More Foreign Doctors Arrive In Coronavirus-Hit Armenia

Russia -- Members of a Russian medical team that arrived in Armenia to help their Armenian colleagues fighting COVID-19, June 21, 2020

Teams of Russian and Lithuanian medics have arrived in Armenia to help their Armenian colleagues increasingly struggling to cope with the coronavirus crisis.

The Armenian Ministry of Health released on Monday photographs of the “first group of Russian doctors” who arrived in Yerevan on Sunday.

It said that they are among about 50 healthcare workers in Russia who have expressed readiness to treat COVID-19 patients kept in Armenian hospitals. “The arrival of the next group is expected in early July,” the ministry added in a statement.

About a dozen other medics arrived in Armenia from Lithuania on Friday night. The Lithuanian Embassy in Yerevan said their two-week mission is financed by the European Union and Sweden’s government. The Lithuanian medics were deployed to two Yerevan-based hospitals that were reconfigured in April to treat only people infected with the coronavirus.

The Russian and Lithuanian teams also brought with them medical equipment and supplies donated to the Armenian health authorities.

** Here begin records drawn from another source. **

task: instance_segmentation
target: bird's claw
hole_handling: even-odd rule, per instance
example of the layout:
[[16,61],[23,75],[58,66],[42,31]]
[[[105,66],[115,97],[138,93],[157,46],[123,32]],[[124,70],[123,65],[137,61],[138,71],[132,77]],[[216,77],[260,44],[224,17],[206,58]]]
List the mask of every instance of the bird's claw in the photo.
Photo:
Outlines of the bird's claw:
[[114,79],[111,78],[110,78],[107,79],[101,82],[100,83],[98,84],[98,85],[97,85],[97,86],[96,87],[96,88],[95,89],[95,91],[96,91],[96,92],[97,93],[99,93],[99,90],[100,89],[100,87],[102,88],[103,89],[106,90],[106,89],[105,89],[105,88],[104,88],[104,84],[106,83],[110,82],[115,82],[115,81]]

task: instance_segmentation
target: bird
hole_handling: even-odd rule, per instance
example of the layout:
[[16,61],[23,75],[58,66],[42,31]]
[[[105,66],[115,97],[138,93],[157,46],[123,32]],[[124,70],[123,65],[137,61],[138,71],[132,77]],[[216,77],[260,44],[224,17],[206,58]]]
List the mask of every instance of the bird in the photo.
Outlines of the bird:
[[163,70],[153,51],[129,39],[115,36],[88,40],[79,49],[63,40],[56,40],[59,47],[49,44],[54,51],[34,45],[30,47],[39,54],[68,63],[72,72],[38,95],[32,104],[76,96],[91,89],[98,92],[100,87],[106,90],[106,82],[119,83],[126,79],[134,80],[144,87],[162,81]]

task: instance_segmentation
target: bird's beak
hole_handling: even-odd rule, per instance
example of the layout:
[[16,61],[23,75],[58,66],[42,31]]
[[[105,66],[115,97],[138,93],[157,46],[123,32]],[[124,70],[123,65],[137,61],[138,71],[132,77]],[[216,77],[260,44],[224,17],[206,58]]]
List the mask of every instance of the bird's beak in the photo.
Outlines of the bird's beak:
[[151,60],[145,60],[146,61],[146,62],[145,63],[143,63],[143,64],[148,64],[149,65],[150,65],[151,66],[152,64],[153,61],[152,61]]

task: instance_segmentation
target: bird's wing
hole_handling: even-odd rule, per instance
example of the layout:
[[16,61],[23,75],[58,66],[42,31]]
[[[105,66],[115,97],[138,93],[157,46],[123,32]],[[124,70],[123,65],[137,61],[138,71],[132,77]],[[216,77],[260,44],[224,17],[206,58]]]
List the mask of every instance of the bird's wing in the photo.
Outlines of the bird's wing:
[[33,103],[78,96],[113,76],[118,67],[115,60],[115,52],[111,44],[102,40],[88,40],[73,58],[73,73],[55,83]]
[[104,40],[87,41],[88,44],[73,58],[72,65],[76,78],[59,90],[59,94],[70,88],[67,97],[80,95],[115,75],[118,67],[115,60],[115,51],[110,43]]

Seven other, French doctors travelled to Armenia on June 14 on a similar 10-day mission supported by the U.S. Agency for International Development. They are expected to be replaced by another French medical team later this week.

Armenia -- Medics at the Surb Grigor Lusavorich Medical Center in Yerevan, Armenia's largest hospital treating COVID-19 patients, June 5, 2020.

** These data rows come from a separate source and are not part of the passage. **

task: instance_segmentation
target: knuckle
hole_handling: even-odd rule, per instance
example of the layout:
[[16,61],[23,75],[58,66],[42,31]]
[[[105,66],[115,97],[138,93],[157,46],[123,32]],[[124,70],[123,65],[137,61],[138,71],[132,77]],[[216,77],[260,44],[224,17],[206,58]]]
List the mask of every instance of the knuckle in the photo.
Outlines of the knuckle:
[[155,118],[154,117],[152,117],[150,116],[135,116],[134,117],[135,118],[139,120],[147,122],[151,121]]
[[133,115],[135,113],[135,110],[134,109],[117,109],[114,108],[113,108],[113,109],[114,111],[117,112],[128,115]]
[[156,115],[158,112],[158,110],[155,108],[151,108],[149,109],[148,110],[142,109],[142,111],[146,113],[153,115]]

Armenia is one of the worst hit countries in the region, having registered 20,588 coronavirus cases as of Monday morning. The authorities in the country of about 3 million have reported the deaths of 477 people infected with COVID-19. They say that 117 of those deaths were primarily caused by other, pre-existing diseases.

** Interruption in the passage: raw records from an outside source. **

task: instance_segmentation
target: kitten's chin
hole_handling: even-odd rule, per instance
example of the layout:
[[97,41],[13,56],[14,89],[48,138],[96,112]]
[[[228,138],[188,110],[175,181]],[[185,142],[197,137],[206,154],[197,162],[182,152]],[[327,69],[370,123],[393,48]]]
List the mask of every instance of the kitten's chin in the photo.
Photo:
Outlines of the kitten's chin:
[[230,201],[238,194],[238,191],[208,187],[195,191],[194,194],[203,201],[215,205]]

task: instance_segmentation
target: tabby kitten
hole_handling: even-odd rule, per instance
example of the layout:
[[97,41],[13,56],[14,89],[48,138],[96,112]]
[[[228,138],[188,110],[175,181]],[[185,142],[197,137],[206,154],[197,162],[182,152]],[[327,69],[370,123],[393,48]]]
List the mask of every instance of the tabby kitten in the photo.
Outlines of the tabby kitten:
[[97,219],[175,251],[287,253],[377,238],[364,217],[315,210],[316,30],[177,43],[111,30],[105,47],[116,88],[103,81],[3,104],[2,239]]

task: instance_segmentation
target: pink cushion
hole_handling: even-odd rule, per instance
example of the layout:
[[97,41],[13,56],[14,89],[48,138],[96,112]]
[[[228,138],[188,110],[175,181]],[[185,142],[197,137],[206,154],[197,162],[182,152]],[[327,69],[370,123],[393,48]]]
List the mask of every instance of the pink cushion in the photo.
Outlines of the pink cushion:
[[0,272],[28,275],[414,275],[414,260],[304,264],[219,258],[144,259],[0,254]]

The COVID-19 pandemic is putting a growing strain on Armenia’s underfunded healthcare system. Health Minister Arsen Torosian warned last week that Armenian hospitals are struggling to keep up with the continuing spread of the disease.

Torosian argued that the number of new coronavirus infections is growing faster than that of new hospital beds made available for COVID-19 patients. In particular, he said, although the total number of intensive-care beds has risen by over 30 percent in the last two weeks virtually all of them are occupied now.